Between October 2001 and May 2012 approximately 70% of U.S. military personnel killed in action and 75% wounded in action were the direct result of exposure to an explosion. As of 2008, it was estimated that nearly 20% of all Operation Iraqi Freedom and Operation Enduring Freedom (OIF/OEF) veterans had sustained some form of traumatic brain injury (TBI). Blast exposure is also a civilian problem due to widespread availability of explosives and the increased usage of explosives in terrorist attacks on civilians. Before 2005, blast injury research focused on the pulmonary system and the other air-containing organs which have been shown to be susceptible to blast overpressure injury. A shift in injury pattern during recent conflicts is characterized by decreased incidence of pulmonary injuries relative to TBI thought to be associated with blast exposure. This increase in observation of blast TBI has resulted in a large research effort to understand mechanisms and thresholds. However, due to the relatively sudden shift, much of this research is being conducted without a proper understanding and consideration of blast mechanics and interspecies scaling effects.

This dissertation used experimental and computational finite element (FE) analysis to investigate some of the important questions surrounding blast TBI research. These key issues include the effects of body armor usage on blast trauma risk, the effect of interspecies differences on in vivo animal model research, and the effects of interspecies scaling on current and future in vivo animal model experimentation for blast trauma.
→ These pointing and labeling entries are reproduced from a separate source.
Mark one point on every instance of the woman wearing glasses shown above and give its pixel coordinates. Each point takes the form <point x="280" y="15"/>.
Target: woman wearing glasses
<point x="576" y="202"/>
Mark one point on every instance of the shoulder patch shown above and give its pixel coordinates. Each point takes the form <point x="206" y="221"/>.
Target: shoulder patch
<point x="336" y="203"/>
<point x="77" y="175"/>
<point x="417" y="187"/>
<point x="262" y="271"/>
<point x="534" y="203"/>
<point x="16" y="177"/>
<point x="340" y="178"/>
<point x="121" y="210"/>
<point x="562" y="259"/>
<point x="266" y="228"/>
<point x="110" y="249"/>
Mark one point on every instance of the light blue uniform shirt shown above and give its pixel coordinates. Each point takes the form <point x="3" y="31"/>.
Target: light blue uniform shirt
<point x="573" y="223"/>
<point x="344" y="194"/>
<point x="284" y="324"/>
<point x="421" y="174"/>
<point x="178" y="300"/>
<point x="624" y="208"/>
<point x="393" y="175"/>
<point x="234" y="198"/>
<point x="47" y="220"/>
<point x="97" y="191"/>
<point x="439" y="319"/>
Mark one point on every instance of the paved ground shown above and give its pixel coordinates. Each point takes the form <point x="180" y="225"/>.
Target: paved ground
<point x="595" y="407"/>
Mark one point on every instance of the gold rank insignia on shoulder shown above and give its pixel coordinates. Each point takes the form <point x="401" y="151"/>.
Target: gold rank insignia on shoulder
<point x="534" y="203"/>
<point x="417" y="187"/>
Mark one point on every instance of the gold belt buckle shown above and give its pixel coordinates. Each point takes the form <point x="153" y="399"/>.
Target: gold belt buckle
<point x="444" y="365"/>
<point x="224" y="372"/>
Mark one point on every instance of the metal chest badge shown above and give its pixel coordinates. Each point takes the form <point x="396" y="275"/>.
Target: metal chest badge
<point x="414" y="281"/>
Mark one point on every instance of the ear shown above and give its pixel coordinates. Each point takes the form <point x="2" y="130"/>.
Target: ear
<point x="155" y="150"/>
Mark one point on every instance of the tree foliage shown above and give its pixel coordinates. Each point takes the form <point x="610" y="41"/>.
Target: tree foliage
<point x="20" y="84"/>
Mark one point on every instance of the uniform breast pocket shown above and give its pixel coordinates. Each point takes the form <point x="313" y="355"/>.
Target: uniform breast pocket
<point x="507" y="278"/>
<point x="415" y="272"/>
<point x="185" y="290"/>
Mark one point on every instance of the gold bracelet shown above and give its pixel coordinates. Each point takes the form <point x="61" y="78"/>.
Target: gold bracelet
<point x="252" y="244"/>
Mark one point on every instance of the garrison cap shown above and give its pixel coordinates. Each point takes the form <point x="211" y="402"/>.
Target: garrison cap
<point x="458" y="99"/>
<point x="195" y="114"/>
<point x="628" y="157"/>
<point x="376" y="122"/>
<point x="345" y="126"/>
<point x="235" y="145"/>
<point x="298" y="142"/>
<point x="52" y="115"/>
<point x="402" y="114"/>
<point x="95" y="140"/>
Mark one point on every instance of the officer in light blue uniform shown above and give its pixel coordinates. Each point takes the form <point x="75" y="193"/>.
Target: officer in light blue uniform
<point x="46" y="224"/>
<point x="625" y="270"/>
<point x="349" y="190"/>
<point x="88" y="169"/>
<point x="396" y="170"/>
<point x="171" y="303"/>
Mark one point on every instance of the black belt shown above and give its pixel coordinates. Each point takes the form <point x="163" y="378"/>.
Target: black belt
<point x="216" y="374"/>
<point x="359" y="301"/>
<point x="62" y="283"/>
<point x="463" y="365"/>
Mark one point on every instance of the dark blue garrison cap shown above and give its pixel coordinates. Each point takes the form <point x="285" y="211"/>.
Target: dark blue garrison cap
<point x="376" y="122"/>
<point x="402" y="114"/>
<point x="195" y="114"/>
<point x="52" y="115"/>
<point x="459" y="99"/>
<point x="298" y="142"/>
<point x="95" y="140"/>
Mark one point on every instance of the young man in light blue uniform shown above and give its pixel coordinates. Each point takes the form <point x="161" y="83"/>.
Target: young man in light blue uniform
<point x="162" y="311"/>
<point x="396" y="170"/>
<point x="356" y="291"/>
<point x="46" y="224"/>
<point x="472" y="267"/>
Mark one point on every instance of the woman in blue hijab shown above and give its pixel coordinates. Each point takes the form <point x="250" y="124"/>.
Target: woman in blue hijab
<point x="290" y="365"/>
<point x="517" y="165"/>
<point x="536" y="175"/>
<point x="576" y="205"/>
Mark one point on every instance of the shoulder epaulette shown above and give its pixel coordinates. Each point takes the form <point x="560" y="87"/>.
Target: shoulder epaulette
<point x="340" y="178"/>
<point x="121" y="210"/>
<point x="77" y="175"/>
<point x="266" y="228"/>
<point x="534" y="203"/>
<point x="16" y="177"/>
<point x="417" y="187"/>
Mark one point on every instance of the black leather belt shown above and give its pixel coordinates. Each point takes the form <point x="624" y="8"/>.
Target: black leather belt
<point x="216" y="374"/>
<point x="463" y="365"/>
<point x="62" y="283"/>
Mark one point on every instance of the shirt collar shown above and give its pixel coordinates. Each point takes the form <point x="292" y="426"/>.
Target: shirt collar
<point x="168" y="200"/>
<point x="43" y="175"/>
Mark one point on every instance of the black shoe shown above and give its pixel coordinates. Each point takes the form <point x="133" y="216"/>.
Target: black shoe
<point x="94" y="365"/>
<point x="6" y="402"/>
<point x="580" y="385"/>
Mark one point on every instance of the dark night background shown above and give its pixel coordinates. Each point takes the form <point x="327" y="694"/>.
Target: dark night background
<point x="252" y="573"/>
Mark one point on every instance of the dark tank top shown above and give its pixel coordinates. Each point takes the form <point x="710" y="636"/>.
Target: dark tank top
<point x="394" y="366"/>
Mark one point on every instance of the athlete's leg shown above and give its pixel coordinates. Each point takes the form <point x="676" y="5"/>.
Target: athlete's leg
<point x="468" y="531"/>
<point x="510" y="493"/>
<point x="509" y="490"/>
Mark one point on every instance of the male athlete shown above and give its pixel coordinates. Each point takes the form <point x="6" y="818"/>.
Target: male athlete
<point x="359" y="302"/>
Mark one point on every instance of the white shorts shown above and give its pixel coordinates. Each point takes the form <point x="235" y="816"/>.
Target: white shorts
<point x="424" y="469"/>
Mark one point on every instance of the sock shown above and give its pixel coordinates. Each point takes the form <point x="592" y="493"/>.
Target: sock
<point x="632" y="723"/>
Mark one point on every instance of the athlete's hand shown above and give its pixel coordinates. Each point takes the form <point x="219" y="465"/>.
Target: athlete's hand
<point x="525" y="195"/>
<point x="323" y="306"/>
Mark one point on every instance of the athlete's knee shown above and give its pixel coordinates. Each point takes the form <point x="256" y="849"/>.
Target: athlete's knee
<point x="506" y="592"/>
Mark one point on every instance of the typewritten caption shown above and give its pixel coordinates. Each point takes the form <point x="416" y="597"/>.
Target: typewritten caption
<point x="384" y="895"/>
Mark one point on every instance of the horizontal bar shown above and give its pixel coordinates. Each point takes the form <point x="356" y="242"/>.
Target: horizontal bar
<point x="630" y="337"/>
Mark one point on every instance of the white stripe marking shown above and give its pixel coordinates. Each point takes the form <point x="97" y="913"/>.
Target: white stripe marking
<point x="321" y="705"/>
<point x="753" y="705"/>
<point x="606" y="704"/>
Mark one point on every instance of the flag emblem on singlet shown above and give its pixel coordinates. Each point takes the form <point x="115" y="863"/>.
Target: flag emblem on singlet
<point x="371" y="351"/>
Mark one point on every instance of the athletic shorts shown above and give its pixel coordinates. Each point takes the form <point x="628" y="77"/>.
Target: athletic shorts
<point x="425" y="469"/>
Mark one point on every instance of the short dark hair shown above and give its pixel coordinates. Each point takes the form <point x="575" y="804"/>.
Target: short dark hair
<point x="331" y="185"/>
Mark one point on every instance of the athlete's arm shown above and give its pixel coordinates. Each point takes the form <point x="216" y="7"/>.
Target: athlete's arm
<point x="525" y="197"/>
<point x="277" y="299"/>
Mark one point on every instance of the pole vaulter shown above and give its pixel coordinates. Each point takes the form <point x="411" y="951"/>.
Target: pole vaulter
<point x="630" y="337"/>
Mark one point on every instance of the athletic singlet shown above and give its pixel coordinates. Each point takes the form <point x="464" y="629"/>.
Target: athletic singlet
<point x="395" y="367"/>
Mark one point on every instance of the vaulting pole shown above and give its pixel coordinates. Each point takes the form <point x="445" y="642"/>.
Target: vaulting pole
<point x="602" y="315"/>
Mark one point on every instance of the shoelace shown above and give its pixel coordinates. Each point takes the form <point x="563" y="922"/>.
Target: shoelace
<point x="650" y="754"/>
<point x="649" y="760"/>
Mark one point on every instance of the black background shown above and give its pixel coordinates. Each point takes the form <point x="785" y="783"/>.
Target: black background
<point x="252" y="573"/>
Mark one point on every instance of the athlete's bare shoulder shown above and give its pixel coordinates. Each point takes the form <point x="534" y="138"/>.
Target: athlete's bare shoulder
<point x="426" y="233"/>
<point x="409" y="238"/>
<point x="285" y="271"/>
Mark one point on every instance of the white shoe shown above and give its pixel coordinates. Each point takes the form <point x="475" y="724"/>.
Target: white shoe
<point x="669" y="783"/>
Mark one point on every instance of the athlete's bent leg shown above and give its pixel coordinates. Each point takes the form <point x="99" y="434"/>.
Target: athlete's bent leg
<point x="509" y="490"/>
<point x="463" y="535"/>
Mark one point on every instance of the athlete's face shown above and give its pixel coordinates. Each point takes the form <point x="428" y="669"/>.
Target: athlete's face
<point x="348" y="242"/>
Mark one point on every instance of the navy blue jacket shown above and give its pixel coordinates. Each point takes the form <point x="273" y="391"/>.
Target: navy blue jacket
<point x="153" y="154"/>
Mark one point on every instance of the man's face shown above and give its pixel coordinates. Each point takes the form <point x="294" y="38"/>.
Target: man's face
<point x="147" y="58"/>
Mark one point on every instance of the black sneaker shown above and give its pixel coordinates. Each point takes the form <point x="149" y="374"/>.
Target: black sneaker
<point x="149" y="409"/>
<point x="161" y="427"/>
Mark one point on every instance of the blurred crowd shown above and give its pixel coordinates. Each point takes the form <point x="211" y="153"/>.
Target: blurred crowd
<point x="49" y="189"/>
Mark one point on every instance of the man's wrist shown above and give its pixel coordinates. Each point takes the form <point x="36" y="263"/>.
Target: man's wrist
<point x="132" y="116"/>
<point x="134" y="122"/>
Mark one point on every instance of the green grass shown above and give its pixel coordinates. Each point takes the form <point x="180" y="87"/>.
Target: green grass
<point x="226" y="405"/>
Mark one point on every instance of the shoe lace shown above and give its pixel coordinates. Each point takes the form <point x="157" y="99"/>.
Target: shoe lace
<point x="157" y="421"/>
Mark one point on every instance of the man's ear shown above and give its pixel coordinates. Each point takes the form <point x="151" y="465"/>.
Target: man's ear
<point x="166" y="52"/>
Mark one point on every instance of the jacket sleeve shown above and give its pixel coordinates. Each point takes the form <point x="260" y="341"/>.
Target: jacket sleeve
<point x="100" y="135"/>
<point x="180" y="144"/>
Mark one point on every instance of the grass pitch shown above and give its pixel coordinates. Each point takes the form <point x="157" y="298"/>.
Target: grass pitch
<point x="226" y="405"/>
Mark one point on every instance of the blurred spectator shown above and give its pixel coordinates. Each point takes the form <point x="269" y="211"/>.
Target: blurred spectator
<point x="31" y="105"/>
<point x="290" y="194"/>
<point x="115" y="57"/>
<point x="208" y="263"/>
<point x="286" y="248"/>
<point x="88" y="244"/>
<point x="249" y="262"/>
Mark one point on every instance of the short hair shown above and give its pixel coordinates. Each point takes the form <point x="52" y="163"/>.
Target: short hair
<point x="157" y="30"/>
An experimental investigation was conducted to determine the effects of modern thoracic body armor usage on blast pressure exposure seen in the lungs and gut. To improve FE modeling capabilities, brain tissue mechanics in common blast TBI animal model species were investigated experimentally and computationally to determine viscoelastic constitutive behavior and measure interspecies variation of the brain properties. To improve our understanding of blast pulmonary trauma risk and appropriate interspecies scaling a meta-analysis of blast pulmonary literature was conducted to update interspecies scaling and injury risk models. Finally, to derive interspecies scaling and injury risk models for blast neurotrauma endpoints a meta-analysis of existing experimental data was used.

This dissertation makes major contributions to the field of injury biomechanics and blast injury research. Research presented in this dissertation showed that modern thoracic body armor can lower the risk of pulmonary injury from blast exposure by attenuating and altering blast overpressure. The study shows that the use of soft body armor can attenuate peak overpressure levels by a factor of up to 14 in the tested range and results in the pulmonary injury threshold being similar to that for neurotrauma. The use of hard body armor can attenuate peak overpressure levels by a factor of up to 57 in the tested range and results in the threshold for pulmonary injury occurring at higher levels than that of neurotrauma. This finding is important, as it helps to explain the recent shift in injury types observed and highlights the importance of continued widespread usage of body armor not only for ballistic protection but for protection from blast as well.

This dissertation also shows the importance of interspecies scaling for investigation of blast neurotrauma. This work looks at existing in vivo animal model data to derive appropriate scaling across a wide range of brain size. Appropriate scaling for apnea occurrence and fatality for blast isolated to the head was found to be approximately equal to a characteristic length scaling of brain size, assuming spherical brain shape. Power law scaling for overpressure duration, based on a ratio of brain mass to a human brain mass, was found to have a scaling exponent, α, of 0.336 for apnea risk. Similarly, for neurotrauma fatality risk, scaling exponents were found to be 0.316 and 0.080 for overpressure duration and and peak overpressure scaling, respectively. By combining the interspecies scaling developed and existing tests data, injury risk models were derived for short overpressure duration blast exposures.

The contributions and conclusions of this dissertation serve to inform the injury biomechanics field and to improve future research efforts. The consideration by researchers of the recommendations presented in this dissertation for in vivo animal model testing will serve to maximize the value gained from experimentation and improve our understanding of blast injury mechanisms and thresholds. The injury risk models presented in this work help to improve our ability to prevent, diagnose, and treat blast neurotrauma.